My CT chest with contrast report, pulmonary arteries within the pulmonary trunk measuring up to 4.2 cm in diameter bifurcation. Is this something I should be concerned with?

Submitted by Sandra from Texas on 04/08/2017

The main pulmonary artery before bifurcation usually measures approximately 3 cm or less, or less than the corresponding size of the thoracic aorta at the same level. The question submitted did not provide information regarding the reason of the CT scan.

There are various cause of enlargement of the main pulmonary artery.

(1). From the heart, such as heart failure (due to reduction in the squeeze of the heart, or increase in stiffness of the heart); communication between the left side right side of the heart, leading to increase in flow through the pulmonary artery; valvular regurgitation (leaking) … to name a few causes

(2). From the lungs, such as underlying chronic lung disease (emphysema); and various causes leading to pulmonary hypertension

(3). Other cause, such as sleep apnea, could also cause a mild dilation of the pulmonary artery.

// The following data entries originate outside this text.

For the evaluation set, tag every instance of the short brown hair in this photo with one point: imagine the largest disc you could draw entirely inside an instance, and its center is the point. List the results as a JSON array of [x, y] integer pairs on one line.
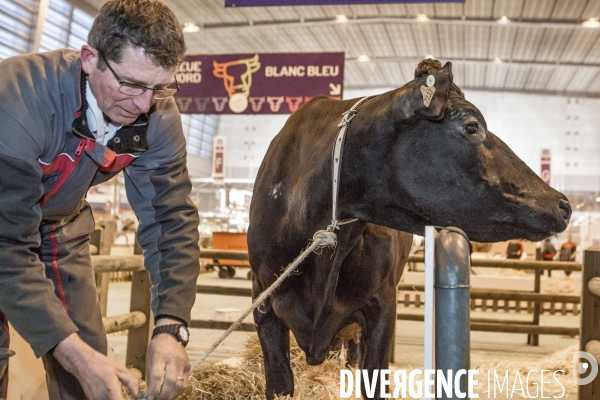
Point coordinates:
[[148, 24]]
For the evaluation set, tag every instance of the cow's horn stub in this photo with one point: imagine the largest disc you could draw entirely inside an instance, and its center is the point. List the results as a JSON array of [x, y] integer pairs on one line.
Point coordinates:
[[427, 66]]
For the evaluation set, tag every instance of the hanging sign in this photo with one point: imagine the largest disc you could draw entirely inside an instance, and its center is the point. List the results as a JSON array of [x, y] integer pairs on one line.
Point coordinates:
[[249, 3], [218, 172], [271, 83], [546, 162]]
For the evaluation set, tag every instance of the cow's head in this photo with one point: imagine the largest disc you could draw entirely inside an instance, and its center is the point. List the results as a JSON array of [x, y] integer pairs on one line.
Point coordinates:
[[443, 167]]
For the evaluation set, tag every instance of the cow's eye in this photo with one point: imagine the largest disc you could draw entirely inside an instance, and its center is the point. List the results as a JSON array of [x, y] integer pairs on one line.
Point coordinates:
[[471, 128]]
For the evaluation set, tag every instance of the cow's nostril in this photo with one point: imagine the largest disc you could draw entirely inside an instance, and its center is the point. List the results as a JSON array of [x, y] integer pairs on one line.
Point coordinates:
[[565, 209]]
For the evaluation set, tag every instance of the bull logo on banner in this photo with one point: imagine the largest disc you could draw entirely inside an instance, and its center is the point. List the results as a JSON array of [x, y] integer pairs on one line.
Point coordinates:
[[238, 89]]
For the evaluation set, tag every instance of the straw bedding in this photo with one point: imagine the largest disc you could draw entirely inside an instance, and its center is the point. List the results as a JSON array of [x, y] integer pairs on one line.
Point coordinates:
[[246, 381]]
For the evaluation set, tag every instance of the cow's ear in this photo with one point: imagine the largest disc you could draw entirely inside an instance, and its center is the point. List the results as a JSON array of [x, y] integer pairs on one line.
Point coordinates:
[[427, 95]]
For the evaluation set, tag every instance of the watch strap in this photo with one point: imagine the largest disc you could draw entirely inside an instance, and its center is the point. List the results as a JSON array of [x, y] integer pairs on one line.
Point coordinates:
[[172, 329]]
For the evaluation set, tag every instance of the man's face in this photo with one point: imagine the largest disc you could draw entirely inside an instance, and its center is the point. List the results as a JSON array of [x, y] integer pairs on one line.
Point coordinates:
[[135, 67]]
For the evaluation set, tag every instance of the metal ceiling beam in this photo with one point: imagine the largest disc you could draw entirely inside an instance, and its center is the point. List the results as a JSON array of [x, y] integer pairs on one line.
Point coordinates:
[[529, 23], [416, 60]]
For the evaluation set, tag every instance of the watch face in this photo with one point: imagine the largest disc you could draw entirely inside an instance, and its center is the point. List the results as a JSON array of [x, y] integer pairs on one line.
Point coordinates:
[[185, 335]]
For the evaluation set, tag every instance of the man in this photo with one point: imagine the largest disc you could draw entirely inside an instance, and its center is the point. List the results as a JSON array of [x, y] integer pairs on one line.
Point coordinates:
[[71, 120]]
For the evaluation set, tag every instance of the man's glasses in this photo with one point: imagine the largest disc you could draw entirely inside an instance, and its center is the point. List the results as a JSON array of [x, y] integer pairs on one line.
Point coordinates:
[[133, 89]]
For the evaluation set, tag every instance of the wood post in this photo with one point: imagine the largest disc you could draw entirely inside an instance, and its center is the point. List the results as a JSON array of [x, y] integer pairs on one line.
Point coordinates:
[[138, 338], [590, 317]]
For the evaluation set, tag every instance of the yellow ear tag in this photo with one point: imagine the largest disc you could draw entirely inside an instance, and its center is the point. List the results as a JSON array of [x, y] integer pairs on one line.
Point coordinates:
[[428, 92]]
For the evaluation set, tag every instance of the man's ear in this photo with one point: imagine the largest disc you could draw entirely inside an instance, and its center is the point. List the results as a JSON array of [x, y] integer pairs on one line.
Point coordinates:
[[426, 96], [89, 58]]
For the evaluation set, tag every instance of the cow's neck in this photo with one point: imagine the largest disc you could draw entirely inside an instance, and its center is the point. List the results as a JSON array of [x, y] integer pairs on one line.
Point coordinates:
[[366, 168], [338, 151]]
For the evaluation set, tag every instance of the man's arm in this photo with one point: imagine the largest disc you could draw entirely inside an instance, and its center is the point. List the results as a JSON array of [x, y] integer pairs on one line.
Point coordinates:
[[99, 376], [158, 189]]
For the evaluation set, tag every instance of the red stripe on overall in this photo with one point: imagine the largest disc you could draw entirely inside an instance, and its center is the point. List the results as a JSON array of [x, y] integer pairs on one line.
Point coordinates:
[[59, 285]]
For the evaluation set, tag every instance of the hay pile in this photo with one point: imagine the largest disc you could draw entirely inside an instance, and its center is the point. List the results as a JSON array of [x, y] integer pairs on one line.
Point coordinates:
[[247, 381]]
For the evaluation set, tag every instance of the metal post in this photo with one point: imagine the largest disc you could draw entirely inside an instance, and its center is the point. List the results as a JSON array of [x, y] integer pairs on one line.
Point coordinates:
[[452, 312]]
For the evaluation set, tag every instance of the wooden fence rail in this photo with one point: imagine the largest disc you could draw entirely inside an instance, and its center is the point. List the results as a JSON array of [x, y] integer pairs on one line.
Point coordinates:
[[139, 323]]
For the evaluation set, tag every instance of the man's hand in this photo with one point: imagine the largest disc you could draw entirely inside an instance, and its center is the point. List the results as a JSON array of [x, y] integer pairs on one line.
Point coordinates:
[[99, 376], [167, 365]]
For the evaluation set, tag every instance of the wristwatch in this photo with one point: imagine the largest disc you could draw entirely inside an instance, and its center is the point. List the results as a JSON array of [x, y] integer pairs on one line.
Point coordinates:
[[178, 330]]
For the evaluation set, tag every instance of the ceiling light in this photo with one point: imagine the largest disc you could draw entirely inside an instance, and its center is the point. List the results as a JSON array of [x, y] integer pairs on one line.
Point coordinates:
[[190, 27]]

One should discuss the findings of the enlarged pulmonary artery with the ordering physician and / or the physician who interpreted the report, to confirm that there is actual enlargement of the pulmonary artery.

As this is a CT scan, other information including the lungs fields, should have been imaged. In addition, if the CT scan is performed with contrast, there could be other clues to explain why the pulmonary artery is enlarged.